When the frescoes were painted, the Palazzina rooms were part of the mezzanine apartment of Grand-prince Ferdinando de' Medici, son of the Grand Duke Cosimo III and child-pupil of Vicenzo Viviani. Viviana was a court scholar who had been devoted to Galileo in the master’s last years, and even published some of his papers posthumously. For the Sala Meridiana, Gabbiani adopted a panoramic ceiling similar to both Cortona’s apotheotic frescoes in Palazzo Barberini and in the Sal di Marte in the Pitti itself. Open sky is depicted above and around the cornice a circumferential horizon of activity. Originally, the room was pierced by a hole in the ceiling, now sealed, originally located near the trunk of the frescoed tree. At noon, a sun beam through the hole, alit on the meridian strip. The iconography is complex, and was described by his Gabbiani’s pupil Hugford as Time raising up Arts and Sciences to the temple of glory and trampling Ignorance. Some of the icons can be identified, Father Time sits below the tree, near the column. His symbols, detailed in Cesare Ripa’s Iconologia (1603), are the scythe, circle and hourglass, and are lofted about by neighboring putti. The woman on his arm is Scienza or Knowledge preening herself in the mirror. Ignorance has ass’s ears supine by broken column.

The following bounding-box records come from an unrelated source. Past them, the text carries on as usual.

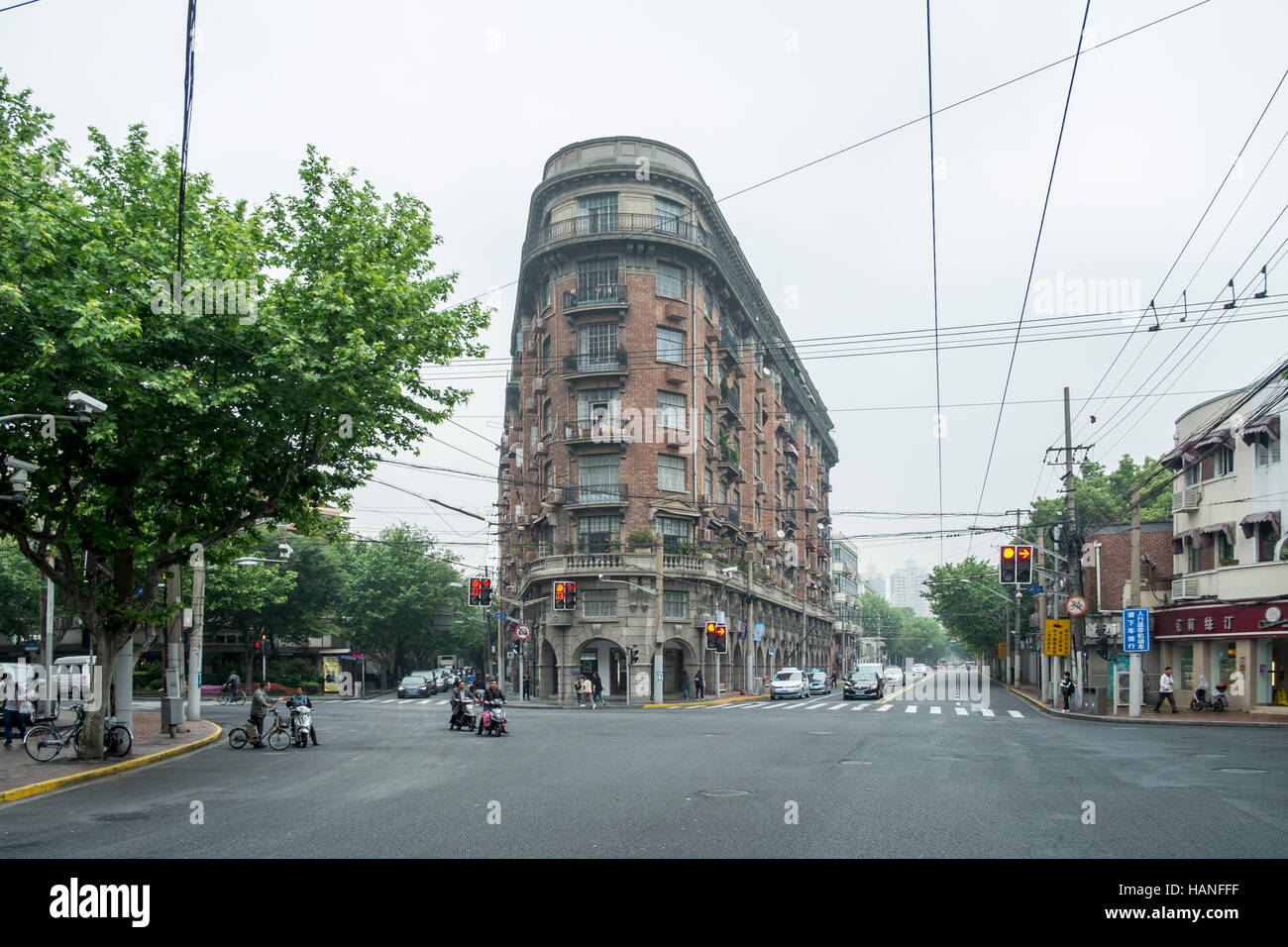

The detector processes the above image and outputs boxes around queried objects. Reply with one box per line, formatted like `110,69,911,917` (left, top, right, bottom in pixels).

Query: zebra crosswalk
677,699,1024,720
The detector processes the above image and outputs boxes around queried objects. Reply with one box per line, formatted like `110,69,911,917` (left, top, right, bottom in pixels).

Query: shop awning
1239,510,1279,539
1199,523,1234,545
1243,415,1279,445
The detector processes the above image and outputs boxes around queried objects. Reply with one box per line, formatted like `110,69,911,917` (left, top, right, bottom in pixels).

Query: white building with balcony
1151,378,1288,710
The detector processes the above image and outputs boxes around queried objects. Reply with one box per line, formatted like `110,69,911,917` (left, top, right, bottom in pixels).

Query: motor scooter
1190,684,1231,714
480,701,507,737
291,703,313,746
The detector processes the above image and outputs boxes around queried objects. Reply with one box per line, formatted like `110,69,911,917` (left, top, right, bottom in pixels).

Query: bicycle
228,704,291,750
22,703,134,763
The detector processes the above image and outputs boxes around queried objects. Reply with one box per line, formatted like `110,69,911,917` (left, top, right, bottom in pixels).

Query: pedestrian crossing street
674,699,1024,720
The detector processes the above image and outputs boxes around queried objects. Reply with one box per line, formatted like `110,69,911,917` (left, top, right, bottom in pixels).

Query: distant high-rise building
890,559,930,616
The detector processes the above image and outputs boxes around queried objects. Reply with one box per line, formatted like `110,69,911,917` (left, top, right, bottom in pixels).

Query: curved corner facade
497,137,837,702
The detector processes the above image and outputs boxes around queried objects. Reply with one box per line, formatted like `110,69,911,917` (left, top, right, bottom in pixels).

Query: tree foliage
0,74,486,755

But the genius of the work is the lonely bearded figure on the side, behind a cannon and beside an armillary sphere, detached from the lofty bombast. The portrait matches the portrait by Susterman of Galileo, who sits on the sidelines, behind a symbol of his contribution to the science of ballistics. Perhaps he awaits Time, who points to him, to defeat ignorance, and rescue him from the ignominy he suffered at the hands of the Roman Inquisition.